Quando a mulher se cansou, ela pôde falar.
— Senhora?
Silêncio.
— Senhora, vamos resolver o seu problema. De que a senhora precisa?
Sem resposta.
— Alô, senhora: pode me passar os seus dados, para eu ver como posso ajudar.
Nenhuma palavra.
Depois, a senhora, mais calma, expôs sua dificuldade.
M. ofereceu toda a orientação necessária para que o problema fosse resolvido.
Ao final, a senhora pediu desculpas.
— Não se preocupe, senhora.
Algum tempo depois, o telefone toca.
Era a mulher de novo, pedindo novas desculpas.
— A senhora não deve se preocupar. A senhora estava agitada com o problema. O importante é que conseguimos resolver, não é?
— Não, eu quero saber onde fica a empresa, que quero conhecê-la pessoalmente.
— Senhora, não é necessário. Não se preocupe.
Dias depois, no entanto, uma senhora a procurou. Disse o seu nome e acrescentou, mostrando sua gengiva desdentada:
— Eu sou aquela mulher que lhe falei ao telefone, gritando e falando palavrões. Quero pedir desculpas à senhora. O modo como a senhora reagiu me deixou envergonhada.
Ela agradeceu.
Eu lhe perguntei se o seu comportamento é padrão na empresa.

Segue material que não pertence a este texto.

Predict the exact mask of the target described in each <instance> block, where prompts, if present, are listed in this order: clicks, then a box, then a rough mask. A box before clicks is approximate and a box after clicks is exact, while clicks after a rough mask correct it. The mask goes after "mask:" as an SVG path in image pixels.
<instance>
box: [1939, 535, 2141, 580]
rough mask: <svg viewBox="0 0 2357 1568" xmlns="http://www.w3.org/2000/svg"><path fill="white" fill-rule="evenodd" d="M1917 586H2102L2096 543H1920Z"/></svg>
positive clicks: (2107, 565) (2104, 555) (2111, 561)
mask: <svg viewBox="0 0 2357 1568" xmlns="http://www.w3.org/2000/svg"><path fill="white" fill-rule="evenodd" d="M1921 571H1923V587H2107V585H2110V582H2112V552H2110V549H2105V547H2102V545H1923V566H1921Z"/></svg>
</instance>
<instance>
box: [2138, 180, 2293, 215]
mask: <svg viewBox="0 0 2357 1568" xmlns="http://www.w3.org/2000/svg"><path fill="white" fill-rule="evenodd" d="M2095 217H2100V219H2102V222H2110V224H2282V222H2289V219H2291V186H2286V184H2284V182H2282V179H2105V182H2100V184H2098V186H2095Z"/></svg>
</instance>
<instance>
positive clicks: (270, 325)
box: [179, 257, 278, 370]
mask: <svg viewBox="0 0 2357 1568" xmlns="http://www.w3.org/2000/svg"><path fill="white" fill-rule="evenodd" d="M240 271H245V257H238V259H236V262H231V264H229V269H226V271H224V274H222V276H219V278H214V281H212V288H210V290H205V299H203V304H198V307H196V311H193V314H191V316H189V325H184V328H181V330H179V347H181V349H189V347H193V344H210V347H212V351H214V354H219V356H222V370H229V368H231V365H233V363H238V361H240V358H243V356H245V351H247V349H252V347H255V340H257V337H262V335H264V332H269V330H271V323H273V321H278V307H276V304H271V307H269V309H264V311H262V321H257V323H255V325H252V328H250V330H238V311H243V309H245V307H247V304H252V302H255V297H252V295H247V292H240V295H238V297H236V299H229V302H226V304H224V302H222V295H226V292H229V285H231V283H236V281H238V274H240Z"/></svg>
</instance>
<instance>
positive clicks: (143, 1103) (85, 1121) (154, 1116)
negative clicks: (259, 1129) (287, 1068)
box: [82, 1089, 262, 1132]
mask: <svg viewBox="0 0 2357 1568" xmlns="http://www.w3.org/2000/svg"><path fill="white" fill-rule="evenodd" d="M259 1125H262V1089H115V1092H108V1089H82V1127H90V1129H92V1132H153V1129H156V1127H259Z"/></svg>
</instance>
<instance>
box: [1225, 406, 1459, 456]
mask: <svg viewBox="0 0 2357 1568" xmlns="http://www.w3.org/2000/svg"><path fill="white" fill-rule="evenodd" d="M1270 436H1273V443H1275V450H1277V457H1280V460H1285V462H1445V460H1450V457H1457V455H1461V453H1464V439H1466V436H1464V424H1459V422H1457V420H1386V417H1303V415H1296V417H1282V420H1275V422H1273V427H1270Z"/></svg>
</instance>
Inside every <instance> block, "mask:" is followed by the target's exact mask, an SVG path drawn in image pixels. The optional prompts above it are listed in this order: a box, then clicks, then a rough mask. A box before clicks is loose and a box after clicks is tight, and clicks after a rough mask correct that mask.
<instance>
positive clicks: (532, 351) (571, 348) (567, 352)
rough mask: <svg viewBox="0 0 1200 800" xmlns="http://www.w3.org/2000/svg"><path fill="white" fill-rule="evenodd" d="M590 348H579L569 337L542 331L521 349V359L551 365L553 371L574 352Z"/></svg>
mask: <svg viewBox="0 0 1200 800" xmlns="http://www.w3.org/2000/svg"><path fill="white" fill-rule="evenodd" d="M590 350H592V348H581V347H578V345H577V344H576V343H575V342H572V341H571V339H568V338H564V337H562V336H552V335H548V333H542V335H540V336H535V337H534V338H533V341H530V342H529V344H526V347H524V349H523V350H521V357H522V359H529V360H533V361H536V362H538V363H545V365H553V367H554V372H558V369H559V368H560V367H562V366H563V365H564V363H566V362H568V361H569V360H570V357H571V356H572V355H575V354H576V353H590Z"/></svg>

— Meus colegas acham que eu deveria fazer como eles fazem: gritando também ou desligando o telefone, porque não estão ali para receber grosserias. Acham que eu sou boba e que por isto passei mal do coração. Meu problema cardíaco não tem nada a ver com o meu trabalho. Eu não sofro por tratar as pessoas assim.
Comentei:
— As pessoas acham que elevando o tom, que gritando, que xingando, vão resolver os problemas. Até justificam que estão preservando sua própria saúde. Balela. O que acontece é que o outro lado faz o mesmo. Ficam todos gritando ao mesmo tempo, e ninguém ouve. E vamos ficando todos doentes. Depois pensei:
— É num ambiente deste que mostramos a diferença que dizemos existir pela presença do Espírito Santo em nós. É esta presença que faz com que o respeito ao outro seja algo "natural" em nós. É esta presença que acalma o nosso coração quando a língua do outro nos provoca. É esta presença que nos torna pacificadores no meio da guerra.